ISLAMABAD: The government on Friday asked the gas companies to maintain uninterrupted supply of domestic gas and imported Liquefied Natural Gas (LNG) to fertiliser plants until January next year to ensure enough production for the ongoing Rabi crops.

While presiding over a meeting on the fertiliser situation, Adviser to the Prime Minister on Finance and Revenue Shaukat Tarin directed the stakeholders to evolve consensus on matters relating to sales tax refunds and Gas Infrastructure Development Cess (GIDC) on a fast-track basis.

An official said the government was in a delicate situation because of very high international fertiliser prices, involvement of foreign exchange and demands of the fertiliser industry ahead of the Rabi fertiliser offtake season. It had already decided to ensure maximum gas supplies to local fertiliser plant including uninterrupted supplies to two Punjab-based plants but also had to recover over Rs130bn GIDC from fertiliser plants, pending for a couple of years.

Expensive urea imports to increase input costs, impact crop output

The fertiliser plants on the other hand want payment of these GIDC payables staggered over a decade after adjusting for their GST refund claims of more than Rs50bn against the government.
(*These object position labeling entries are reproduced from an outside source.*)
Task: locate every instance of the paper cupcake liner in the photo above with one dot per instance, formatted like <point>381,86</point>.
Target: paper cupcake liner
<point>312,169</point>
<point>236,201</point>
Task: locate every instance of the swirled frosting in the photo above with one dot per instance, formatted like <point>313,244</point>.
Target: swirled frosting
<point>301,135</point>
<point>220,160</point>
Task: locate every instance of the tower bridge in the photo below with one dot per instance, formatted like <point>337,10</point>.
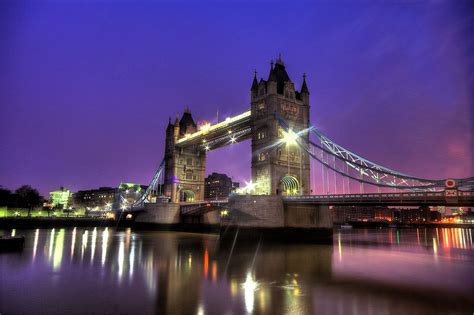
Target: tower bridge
<point>284,143</point>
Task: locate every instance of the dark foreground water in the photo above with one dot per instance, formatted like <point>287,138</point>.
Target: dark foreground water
<point>106,271</point>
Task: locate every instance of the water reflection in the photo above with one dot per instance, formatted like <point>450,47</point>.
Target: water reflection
<point>366,271</point>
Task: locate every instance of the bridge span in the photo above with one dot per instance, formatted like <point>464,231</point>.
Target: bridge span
<point>286,152</point>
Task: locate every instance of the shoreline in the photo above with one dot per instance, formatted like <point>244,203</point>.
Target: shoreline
<point>48,222</point>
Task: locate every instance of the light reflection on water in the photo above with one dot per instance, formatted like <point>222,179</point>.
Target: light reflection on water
<point>365,271</point>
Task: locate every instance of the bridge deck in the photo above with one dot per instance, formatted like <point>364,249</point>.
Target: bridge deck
<point>463,198</point>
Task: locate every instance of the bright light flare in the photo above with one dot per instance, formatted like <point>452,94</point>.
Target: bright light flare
<point>205,127</point>
<point>290,137</point>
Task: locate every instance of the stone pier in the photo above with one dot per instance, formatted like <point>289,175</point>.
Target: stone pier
<point>252,217</point>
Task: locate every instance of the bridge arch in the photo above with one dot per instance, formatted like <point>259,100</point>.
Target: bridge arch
<point>186,195</point>
<point>290,185</point>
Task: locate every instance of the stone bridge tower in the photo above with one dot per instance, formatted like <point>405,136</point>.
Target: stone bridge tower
<point>184,167</point>
<point>281,169</point>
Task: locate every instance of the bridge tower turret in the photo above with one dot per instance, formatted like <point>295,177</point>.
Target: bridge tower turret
<point>184,167</point>
<point>282,169</point>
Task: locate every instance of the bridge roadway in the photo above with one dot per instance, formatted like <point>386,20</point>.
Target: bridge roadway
<point>439,198</point>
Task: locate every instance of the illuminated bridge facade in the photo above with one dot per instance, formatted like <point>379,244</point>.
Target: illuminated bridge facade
<point>284,145</point>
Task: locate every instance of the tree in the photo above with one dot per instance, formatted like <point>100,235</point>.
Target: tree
<point>6,197</point>
<point>28,197</point>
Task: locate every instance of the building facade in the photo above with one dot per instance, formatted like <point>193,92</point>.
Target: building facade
<point>184,168</point>
<point>94,198</point>
<point>283,168</point>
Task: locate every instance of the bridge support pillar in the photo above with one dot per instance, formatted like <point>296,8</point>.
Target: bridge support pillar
<point>252,217</point>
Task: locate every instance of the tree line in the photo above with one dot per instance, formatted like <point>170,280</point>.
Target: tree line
<point>24,197</point>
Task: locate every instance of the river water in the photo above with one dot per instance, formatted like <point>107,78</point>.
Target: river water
<point>107,271</point>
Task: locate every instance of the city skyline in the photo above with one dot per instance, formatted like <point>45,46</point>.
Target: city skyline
<point>86,105</point>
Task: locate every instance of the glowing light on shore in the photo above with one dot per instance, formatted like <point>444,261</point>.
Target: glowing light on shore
<point>249,286</point>
<point>290,137</point>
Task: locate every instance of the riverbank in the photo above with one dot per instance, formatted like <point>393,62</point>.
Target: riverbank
<point>60,222</point>
<point>56,222</point>
<point>376,225</point>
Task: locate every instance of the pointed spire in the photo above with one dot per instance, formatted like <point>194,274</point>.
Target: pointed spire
<point>279,60</point>
<point>304,87</point>
<point>254,83</point>
<point>271,75</point>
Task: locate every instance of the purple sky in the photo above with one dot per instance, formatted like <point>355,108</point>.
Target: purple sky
<point>86,89</point>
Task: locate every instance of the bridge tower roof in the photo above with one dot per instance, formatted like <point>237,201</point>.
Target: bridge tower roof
<point>279,75</point>
<point>187,124</point>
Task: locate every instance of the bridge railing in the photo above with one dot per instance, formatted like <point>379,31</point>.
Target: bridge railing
<point>382,196</point>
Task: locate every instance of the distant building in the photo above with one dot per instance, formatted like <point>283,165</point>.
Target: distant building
<point>218,186</point>
<point>93,198</point>
<point>417,215</point>
<point>344,214</point>
<point>60,198</point>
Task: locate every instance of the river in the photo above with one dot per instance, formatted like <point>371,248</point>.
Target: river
<point>366,271</point>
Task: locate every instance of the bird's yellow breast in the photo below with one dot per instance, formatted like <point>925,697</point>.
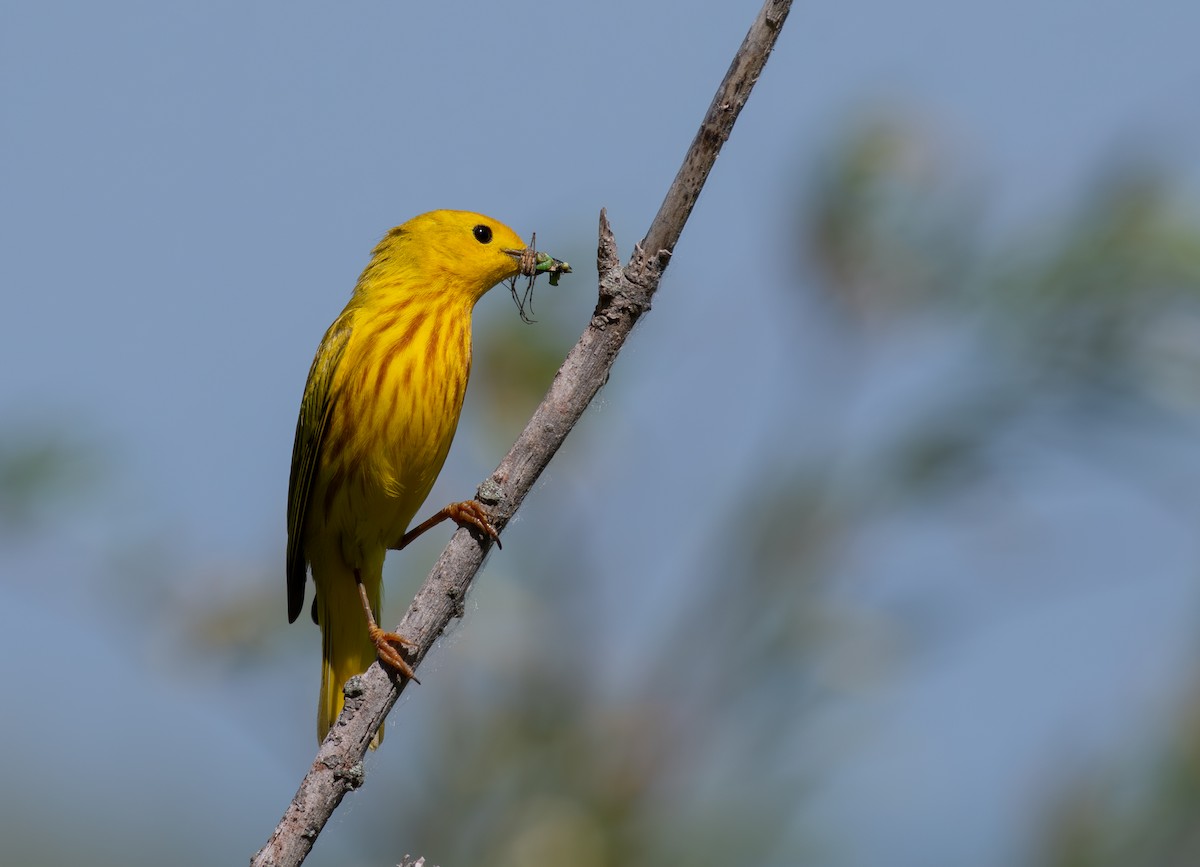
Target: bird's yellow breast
<point>397,395</point>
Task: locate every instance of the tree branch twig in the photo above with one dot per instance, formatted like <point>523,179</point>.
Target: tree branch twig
<point>625,294</point>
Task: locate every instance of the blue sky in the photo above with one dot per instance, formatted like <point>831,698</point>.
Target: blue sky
<point>190,190</point>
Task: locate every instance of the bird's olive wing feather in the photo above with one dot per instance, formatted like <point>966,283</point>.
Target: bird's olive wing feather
<point>315,412</point>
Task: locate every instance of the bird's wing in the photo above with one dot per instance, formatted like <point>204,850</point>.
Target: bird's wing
<point>315,412</point>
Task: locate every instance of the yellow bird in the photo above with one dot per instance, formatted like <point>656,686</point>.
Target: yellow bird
<point>376,422</point>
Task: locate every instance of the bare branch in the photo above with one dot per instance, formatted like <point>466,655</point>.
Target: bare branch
<point>624,296</point>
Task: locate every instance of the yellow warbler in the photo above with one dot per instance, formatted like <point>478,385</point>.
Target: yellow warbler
<point>376,422</point>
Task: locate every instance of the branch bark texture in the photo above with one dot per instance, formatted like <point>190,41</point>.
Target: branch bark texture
<point>625,294</point>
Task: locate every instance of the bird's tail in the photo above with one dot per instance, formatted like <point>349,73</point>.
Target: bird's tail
<point>345,647</point>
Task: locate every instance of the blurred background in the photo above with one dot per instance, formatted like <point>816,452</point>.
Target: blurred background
<point>879,548</point>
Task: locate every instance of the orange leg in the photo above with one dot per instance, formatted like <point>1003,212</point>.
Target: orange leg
<point>385,641</point>
<point>469,513</point>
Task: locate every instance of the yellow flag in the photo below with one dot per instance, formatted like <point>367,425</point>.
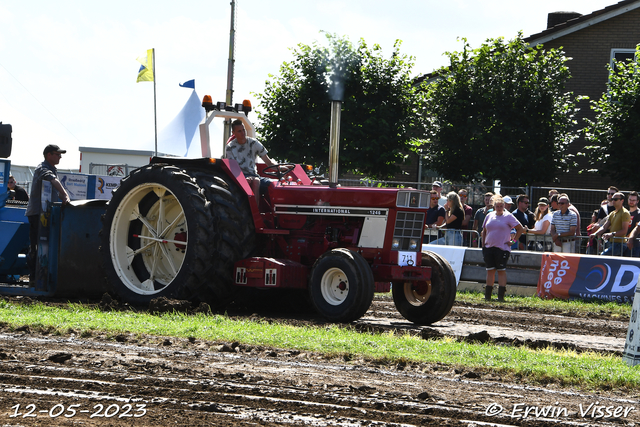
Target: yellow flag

The challenge for the government is that international urea prices have gone beyond Rs7,000 per bag compared to local rate of about Rs1,750-1,800 per 50-kg bag.

As a result, the government could hardly afford burning limited foreign exchange reserves on import of urea when subsidised gas supplies at a much lower rate could produce cheaper fertiliser at home.

An official said the meeting reviewed the cost benefit analysis of an inter-ministerial committee which reported that besides the foreign exchange loss on urea import, the expensive imports would also increase inputs costs and have an impact on crop output.

Ultimately, the commodity prices in the country would increase. Therefore, it would be much better to ensure maximum gas supplies to fertiliser sector even if it was at the cost of lower gas supplies to domestic consumers.

The meeting noted that based on carryover stocks, operationalisation of all fertiliser plants within next 15 days through optimum gas supplies, the country would have sufficient stocks by end-December to meeting local demand. The meeting was informed that supply of gas to Sui Northern Gas Pipelines Ltd (SNGPL) based urea plants — Fatima and Agritech — will assure production of additional 300,000 tonnes till January 2022. The Ministry of Energy said it was firmly committed to ensure maximum gas supply to all fertiliser units including Pak Arab and Fauji Fertilizer Bin Qasim Limited.

On the occasion, Secretary Industries reported that a tender for import of 100,000 tonne of urea had also been advertised.

Earlier this month, the Economic Coordination Committee (ECC) had approved supply of 58 million cubic feet per day (mmcfd) gas to Pak-Arab and 63mmcfd to Fauji Fertilizer Bin Qasim to ensure that estimated demand for urea fertiliser was met domestically. The ECC had already approved 70mmcfd of RLNG to Fatima and Agritech on the SNGPL network.